To those in the "growth business"--utility companies, traction companies, realtors--investment in the physical city, however, emphasized private gain. Over the years, delivery of urban services has swung like a pendulum between public and private ventures. Accounting for both public and private inputs into the urban decision making process, historian Alan Anderson argued that the provision of urban services "switched back and forth between the public and private sectors as technology and markets changed."(6.) A clear pattern of such oscillation is difficult to establish, however. Suffice it to say that public and private ends are not always mutually exclusive, and the decision-making environment was never as rigidly public or private as some have suggested. Nonetheless, the development and maintenance of a well-functioning physical city was going to be determined by public and private inputs--sometimes in concert, and sometimes in competition--not by a singular elite nor by the autonomy of technological forces.

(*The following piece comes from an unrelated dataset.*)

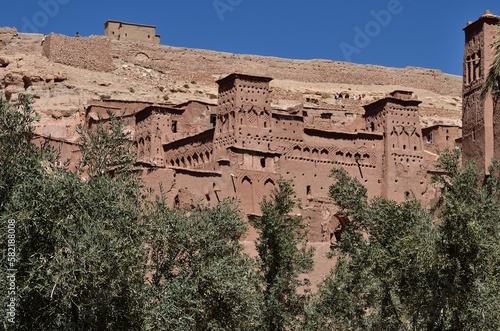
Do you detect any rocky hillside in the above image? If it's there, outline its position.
[0,28,462,140]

The studies of historians David Hammack and Christine Rosen have been particularly useful in understanding urban decision making with respect to technical systems and the environment. Hammack's argument that political power in turn-of-the-century New York was concentrated "not in one or two but in several distinct economic, social, and political elites" helped to avoid a simplistic interpretation of public versus private interests. "In their efforts to influence decisions," Hammack added, "these elites engaged in a shifting complex of alliances, bargained with one another, and sometimes made important concessions to secure the support of other elites and of wider publics." (7.)
Rosen's discussion of "frictions" in both the supply and demand sides of infrastructural development has good applicability to the questions surrounding technical systems. In her book, The Limits of Power: Great Fires and the Process of City Growth in America (1986), she uses the cities of Chicago, Baltimore, and Boston--after their great fires--as laboratories for examining the city-building (or rebuilding) process. On the demand side of infrastructure development, Rosen noted, market mechanisms collapsed because individuals were unwilling to pay for infrastructures voluntarily, especially infrastructures that others would use without paying for them. On the supply side, the market collapsed because producers--who normally held a monopoly over infrastructural development--could ignore the demands of its captive market. Little wonder that service was most readily provided to well-to-do neighborhoods and business areas where the rewards were greatest.
Thinking about cities in terms of technical systems raises as many questions as it provides answers. But in thinking about changes in the America urban experience over the years, the study of technical systems provides a valuable tool for understanding the profound physical transformation of American cities in the nineteenth and twentieth centuries, the degree to which those changes influenced patterns of growth, and how net outcomes of those technical cities affected the lives of the people themselves.